Eugene Terreblance, South Africa's vile neo-fascist and white supremacist made famous by his fringe political activity and theatrical antics as the leader of the separatist AWB (Afrikaner Resistance League), was murdered on his farm last week. While he won't be missed by any stretch of the imagination, his murder seems to have been racially motivated and it jolted South Africa into acknowledging the growing trend of race based violence against white farmers. Since this conflict of whites being victimized by blacks doesn't play to the traditional notion of victim and perpetrator in the liberal paradigm, this awful and tragic trend hasn't been getting the attention it merits. Despite the legacy of institutional segregation that benefited South Africa's native white minority during the second half of the 20th century, some of the challenges for South African society moving forwarding include avoiding the Zimbabwe effect of deliberately destroying civic institutions, eroding democratic standards, ethnically cleansing whites; while also continuing to foster a civil-society that values all racial and ethnic groups, but realizes how precarious the situation can be for the key minorities. Post-colonial Africa seems to have it out for minority groups. One need look no farther than Rwanda, Uganda, Kenya, Zimbabwe, and Nigeria to name a few places. Since South Africa transitioned into majority rule in 1994, over 3,000 white farmers have been murdered by blacks. There are other internal crime statistics that are alarming, and it is no secret that South Africa has a plethora of issues it needs to tend to to continue to break the norm and survive as a non-basket case African nation, yet given the extreme sensibilities, the economic repercussions, and the tragic cycle of violence that has claimed so many other African societies, Jacob Zuma and the ANC need to step up and lock horns with this problem.
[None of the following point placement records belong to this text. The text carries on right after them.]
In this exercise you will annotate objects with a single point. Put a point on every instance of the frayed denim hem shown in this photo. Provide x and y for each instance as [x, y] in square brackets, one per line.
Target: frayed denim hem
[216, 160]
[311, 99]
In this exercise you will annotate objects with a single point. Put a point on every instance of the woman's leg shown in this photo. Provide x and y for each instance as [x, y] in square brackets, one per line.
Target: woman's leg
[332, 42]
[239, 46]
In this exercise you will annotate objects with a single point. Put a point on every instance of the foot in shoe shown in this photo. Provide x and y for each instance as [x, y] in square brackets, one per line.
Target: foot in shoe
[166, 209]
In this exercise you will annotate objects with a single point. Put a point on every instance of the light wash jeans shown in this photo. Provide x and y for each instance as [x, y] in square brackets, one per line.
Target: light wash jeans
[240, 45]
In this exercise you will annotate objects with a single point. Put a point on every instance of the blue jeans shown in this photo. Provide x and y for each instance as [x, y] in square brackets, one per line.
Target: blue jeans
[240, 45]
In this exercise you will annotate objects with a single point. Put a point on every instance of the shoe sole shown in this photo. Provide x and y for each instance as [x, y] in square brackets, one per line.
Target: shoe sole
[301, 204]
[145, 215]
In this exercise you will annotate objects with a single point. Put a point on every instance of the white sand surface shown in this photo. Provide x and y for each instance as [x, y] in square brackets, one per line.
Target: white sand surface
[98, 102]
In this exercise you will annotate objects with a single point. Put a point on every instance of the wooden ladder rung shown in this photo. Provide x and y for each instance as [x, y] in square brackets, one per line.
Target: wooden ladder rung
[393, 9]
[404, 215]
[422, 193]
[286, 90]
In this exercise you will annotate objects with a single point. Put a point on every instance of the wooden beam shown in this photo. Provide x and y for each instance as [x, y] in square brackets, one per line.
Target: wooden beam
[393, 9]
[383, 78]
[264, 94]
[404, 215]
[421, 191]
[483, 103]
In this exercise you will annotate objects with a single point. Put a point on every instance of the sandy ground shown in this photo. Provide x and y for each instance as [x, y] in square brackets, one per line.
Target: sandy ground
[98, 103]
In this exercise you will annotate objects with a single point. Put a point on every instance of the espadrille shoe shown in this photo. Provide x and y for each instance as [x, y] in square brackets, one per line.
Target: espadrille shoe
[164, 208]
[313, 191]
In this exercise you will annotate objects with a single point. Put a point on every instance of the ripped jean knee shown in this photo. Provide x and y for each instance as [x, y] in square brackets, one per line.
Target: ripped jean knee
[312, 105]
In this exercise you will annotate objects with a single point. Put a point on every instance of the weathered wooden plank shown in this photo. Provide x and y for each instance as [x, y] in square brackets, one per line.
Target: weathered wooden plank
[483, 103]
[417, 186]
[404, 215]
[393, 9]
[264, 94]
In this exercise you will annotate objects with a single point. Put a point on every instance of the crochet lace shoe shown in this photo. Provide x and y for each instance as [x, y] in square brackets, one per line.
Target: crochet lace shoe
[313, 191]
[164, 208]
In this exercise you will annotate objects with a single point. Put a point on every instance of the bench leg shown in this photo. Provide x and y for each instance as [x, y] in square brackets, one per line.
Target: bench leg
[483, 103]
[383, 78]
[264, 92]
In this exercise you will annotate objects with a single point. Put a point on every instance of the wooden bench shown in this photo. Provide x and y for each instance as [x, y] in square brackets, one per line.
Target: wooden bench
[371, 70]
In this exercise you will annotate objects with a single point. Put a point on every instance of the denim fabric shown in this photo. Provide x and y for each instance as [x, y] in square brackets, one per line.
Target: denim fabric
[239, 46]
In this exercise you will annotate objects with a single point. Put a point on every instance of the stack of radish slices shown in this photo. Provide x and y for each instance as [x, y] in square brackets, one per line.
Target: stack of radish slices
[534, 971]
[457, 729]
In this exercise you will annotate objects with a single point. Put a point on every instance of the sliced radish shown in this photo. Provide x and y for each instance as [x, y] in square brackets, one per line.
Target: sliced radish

Some of the best analysis and  insight on the matter can be found here at an excellent blog called Cauthen's Commentary. (Full disclosure, the werewolf was a student of Cauthen's during his undergraduate years at Emory University) Here is a great excerpt offering in-depth analysis of the issue and how music has played a role in the ethnic violence.
"The death of Eugene Terreblanche has trained the world’s attention on the state of race relations in the so-called “Rainbow Nation” of South Africa as well as on a recent ruling of that country’s high court in Johannesburg. Terreblanche – founder of the neo-fascist and khaki-clad paramilitary organization, the Afrikaner Resistance League (known by its Afrikaans acronym, the AWB) – was until recently perhaps South Africa’s most vociferous and violent white separatist who agitated for a racially-exclusive homeland for the Afrikaner ethnic minority. Yet, the news reports of the past few days have focused less on his notorious career and more on his being the latest statistic; indeed, according to the BBC, more than three thousand white farmers have been killed since the inauguration of the new, multiracial South Africa in 1994. Although Terreblanche’s murder does not seem to be politically motivated, but, rather the action of disgruntled farm workers who claim that he cheated them, some of his cohorts in the AWB insist that his demise was the inevitable result of an anti-apartheid anthem and its repetitive lyric of “shoot the Boer.” The historic and controversial ditty had been recently revived and appropriated as a theme song of sorts by the fiery president of the ANC Youth League Julius Malema.  And, after Malema belted out the song at a political rally last month a high court judge, who is white, ruled that its lyrics were unconstitutional as they incited violence against whites and cautioned Malema against any further performances. The ruling ANC was quite dismayed over the verdict as it regards the song as cultural icon of the liberation struggle and sought to have the judge’s decision reversed in a higher court.
Although to some the claim that Terreblanche’s murder was incited by the song may appear far-fetched, in ethnically-riven societies, the catalytic agency of chauvinistic and provocative music to foment individual and collective acts of violence cannot be underestimated. In the lead-up to the genocide in Rwanda in 1994, the Hutu Power regime regularly broadcast songs on the radio which dehumanized the Tutses and justified their extermination. In this regard, I am particularly reminded of a song by Hutu pop composer Simon Bikindi with a similarly repetitive lyric – that of “I hate these Hutus.” In it, Bikindi was not slamming the rival Tutsi but those fellow Hutus whom he regarded as not being sufficiently anti-Tutsi. And, of course, large numbers of moderate Hutus were murdered alongside the Tutses by hard-line Hutus. Bikindi was ultimately indicted by the International Criminal Tribunal for Rwanda on the grounds that he utilized his music to incite genocide – although he was eventually convicted on a different charge."

1 comment:

  1. I have often been told that AWB were created by the intelligence services, but that is probably just rumour. In any event, E.T. R.I.P. I hope his followers fight back. It's only a matter of time before they come for the rest of them. Self-determination/independence is the answer.